Hacker News new | ask | show | jobs
by erhaetherth 801 days ago
I'm having trouble with the example given.

If `UPDATE player SET level = 'AA' WHERE team = 'Gophers';` is executed before the player swap, then why should "Stonebreaker" be upgraded to "AA"? I'd be pretty mad at my database if I sent those 2 queries in sequence and my DB decided to re-order them.

The sleep actually really complicates things here. I understand some queries run slower than others and the sleep is a useful tool to artificially slow things down, but now I don't know I don't know if I should interpret that as one command or two. If `WITH sleep AS (SELECT pg_sleep(5)) UPDATE player SET level = 'AA' FROM sleep WHERE team = 'Gophers';` is atomic then I'd expect it to put a lock on the 3 Gophers (which doesn't include Stonebreaker), wait the 5 seconds and then complete the update.

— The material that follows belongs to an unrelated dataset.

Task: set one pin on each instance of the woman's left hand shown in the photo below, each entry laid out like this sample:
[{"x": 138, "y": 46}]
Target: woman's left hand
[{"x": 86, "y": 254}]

The player swap would be blocked for those 5 seconds because it touches a row that's being updated.

2 comments

The timing of this example is tricky because the two update statements execute concurrently (which is only possible under read committed isolation; under serializable isolation it's much more like what you're describing).

Here's a full timeline in PG (U1 for first update, U2 for second update):

0. U1 begins executing, establishes read snapshot, starts pg_sleep(5).

1. U2 runs to completion.

2. U1 wakes up after 5 sec, scans `player` using snapshot from step 0.

3. U1 filters `team = Gophers`, gets 4, 5, 6.

4. U1 locks 4, 5, 6.

5. U1 performs EvalQualPlan: re-scans latest version of those locked rows, which sees U2's write to 4 but not to 3.

6. U1 performs EvalQualPlan: re-filters those locked rows using latest version, gets 5, 6.

7. U1 writes new versions.

CRDB is easier to reason about: after U1 wakes up from the sleep, it sees that it conflicts with U2 and simply retries the entire statement.

> If `UPDATE player SET level = 'AA' WHERE team = 'Gophers';` is executed before the player swap, then why should "Stonebreaker" be upgraded to "AA"? I'd be pretty mad at my database if I sent those 2 queries in sequence and my DB decided to re-order them.

It’s easy to miss but in the swap query the levels also get swapped. Because — and it’s harder to miss but easy to skip over — given what constraint 2 says the level is actually a team level, not a player level.

So in a seqcst view, either the team’s players get upgraded to AA then the players’ levels get swapped during the exchange, or the players get exchanged then the team’s players get upgraded.

In both sequences you end up with Stonebaker as an AA gopher and Lamport as an A dolphin.

> given what constraint 2 says the level is actually a team level, not a player level.

Then it's bad unnormalized data design that is the problem here. If that is a team level, it should be in the team table, not the player table.

> Then it's bad unnormalized data design that is the problem here.

That the table is not normalised makes the example somewhat confusing but it does not actually affect the issue being demonstrated. And denormalisation is a fact of data modelling.

Why not simply use an example that isn't confusing? Many developers, and especially academics, love wasting effort and time on solving issues they made up but that have no real life examples. When using examples that have trivial alternative solutions, it does not help me as a reader to distinguish whether this is a real problem, or something made up.
Because every example you can think of is confusing, because understanding how concurrent transactions should operate is confusing.

Almost all problems like this can be solved by improving an application data model, but here’s the thing, lots applications have dodgy data models, either due to time constraints, or because the application evolved over time, and the data model didn’t. So these are all real world problems and examples, but creating a “simple” problem to demonstrate the issue almost certainly means also creating an example where other “obvious” solutions exist.

Just because you can’t imagine how this simple example might represent a much more complex “real world” problem, doesn’t mean it doesn’t exist.

> If that is a team level, it should be in the team table, not the player table.

It's all contrived, of course, but the reason I would consider skill level to be a player attribute rather than a team attribute is that there could be free agents with a skill level but no team:

INSERT INTO player VALUES (10, 'Pavlo', 'AAA', NULL);

Then with enough free agents, you could imagine building a new team out of free agents that are all at the same skill level:

UPDATE player SET team = 'Otters' WHERE level = 'AAA' AND team IS NULL ORDER BY id LIMIT 3;